最後まで閉めようと思ったら、そのままスライダーが抜けてしまった…なんてことありませんか?

それは、おそらく上止めと呼ばれるスライダーのストッパーとなるパーツが外れてしまったからでしょう。

このように、上止め/下止め、は「ファスナーテープからスライダーが抜けてしまうのを防ぐため」つけるパーツです。

エレメントの始まり部分と終わり部分に、ファスナーテープを挟み込んで潰すように取り付けます。

                     

<潰す前の上止め>
<潰す前の下止め>
<上止めをつけた状態>
<下止めをつけた状態>

                     

                     

2-2.エレメントの素材は、分けると大きく3つ

メタル(金属)

                     

                     

昔からあるタイプで、エレメントが金属でできているファスナーの総称。

しっかりしたバッグ、ポーチ、ジャンバーなどに使用されます。

エレメント部分は丹銅・洋白・アルミなどで作られており、厚手の生地や金属の風合いを生かしたデザインの商品向けです。

                     

                     

コイル(樹脂)

エレメントが樹脂でできたファスナーの総称。

さらに、特徴によって大きく3つに分けることができます。

                     

①スタンダード

金属ファスナーやビスロンより柔軟性があり、全般的にどの箇所でも使用できます。

                     

②コンシールファスナー

エレメント部分を隠せるのが特徴。

閉じた際にエレメントが見えないので、ワンピースやドレスなどレディース商品で登場頻度が高い傾向にあります。

                     

③止水ファスナー

テープ部分にポリウレタンフィルムをラミネートし、止水性を持つファスナー。

バッグ・スポーツタイプの服などに使用されることが多い印象です。

                     

↓止水ファスナーを使用した商品のお修理紹介↓

「ベルルッティのポーチを修理しました!知ってほしいベルルッティの魅力と、止水ファスナーのおはなし」

止水ファスナーについてもっと詳しく知りたい方は是非ご覧ください!

                     

その他、EFLONファスナー(エレメントを直接テープに織り込み、通常のコイルファスナーより薄くて耐久性に優れている)、FLATKNITファスナー(ニットテープにエレメントを編み込み、薄さと柔らかさを実現したファスナー)などもあります。

                     

                     

ビスロン

                     

                     

別名はプラスチックファスナー。

樹脂をエレメントとして「射出成型」したファスナーのことを指します。

射出成型とは、熱して溶かした材料を金属でできた型に送り込み、冷やし固めることによって完成品を得る方法。

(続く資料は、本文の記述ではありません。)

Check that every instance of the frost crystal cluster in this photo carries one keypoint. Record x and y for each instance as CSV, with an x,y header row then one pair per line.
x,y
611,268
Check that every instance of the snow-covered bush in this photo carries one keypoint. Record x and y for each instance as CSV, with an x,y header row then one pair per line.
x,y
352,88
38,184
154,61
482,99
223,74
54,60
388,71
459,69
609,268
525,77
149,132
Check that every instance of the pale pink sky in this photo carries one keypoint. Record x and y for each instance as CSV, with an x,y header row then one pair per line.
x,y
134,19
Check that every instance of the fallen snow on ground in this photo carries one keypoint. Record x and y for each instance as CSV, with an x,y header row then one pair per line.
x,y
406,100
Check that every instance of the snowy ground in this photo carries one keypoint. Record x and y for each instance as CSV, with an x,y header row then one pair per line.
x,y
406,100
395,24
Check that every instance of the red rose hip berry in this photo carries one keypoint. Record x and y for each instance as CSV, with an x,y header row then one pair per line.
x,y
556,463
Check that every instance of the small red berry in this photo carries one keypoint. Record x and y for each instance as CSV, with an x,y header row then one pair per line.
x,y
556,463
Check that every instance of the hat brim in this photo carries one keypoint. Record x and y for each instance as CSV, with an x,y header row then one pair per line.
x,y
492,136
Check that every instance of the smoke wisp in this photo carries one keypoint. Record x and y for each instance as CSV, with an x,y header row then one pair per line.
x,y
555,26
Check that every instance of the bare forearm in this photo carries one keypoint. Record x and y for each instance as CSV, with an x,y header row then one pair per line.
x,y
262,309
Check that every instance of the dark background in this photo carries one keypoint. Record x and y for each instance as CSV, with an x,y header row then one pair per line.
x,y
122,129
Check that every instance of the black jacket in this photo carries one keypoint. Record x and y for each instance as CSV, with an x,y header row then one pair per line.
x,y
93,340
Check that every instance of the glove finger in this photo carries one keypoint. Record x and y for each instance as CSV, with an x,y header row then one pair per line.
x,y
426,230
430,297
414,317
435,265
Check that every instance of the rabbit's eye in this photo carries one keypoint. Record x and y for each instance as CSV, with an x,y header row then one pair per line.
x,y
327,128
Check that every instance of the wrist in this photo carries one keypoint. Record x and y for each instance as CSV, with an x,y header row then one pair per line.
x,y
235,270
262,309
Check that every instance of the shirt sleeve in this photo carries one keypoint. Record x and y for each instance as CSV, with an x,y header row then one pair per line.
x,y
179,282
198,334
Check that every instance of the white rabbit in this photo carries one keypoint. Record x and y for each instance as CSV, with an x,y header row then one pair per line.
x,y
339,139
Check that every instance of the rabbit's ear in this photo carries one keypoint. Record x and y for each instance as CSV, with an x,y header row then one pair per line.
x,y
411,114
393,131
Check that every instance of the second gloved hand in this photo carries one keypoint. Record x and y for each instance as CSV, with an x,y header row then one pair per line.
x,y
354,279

樹脂に顔料を直接練り込み、テープとエレメントのカラーに差をつけることなく作製できるので、色の種類が豊富という特徴があります。

加えて、生地に色を合わせやすいというメリットも。

また、動きが滑らかなのでブルゾンやパーカー、バッグなど使用用途は多いです。

                     

                     

2-3.メーカー別のスライダー紹介

YKK

                     

                     

日本を本拠地とした世界一のファスナーメーカー。

ご自分の洋服やバッグについているファスナーを見てみてください。

スライダーや引手に「YKK」というロゴが刻印されていませんか?

YKKは、日本で95%、世界でも45%のシェアを誇り、比較的安価な値段で手に入れることができます。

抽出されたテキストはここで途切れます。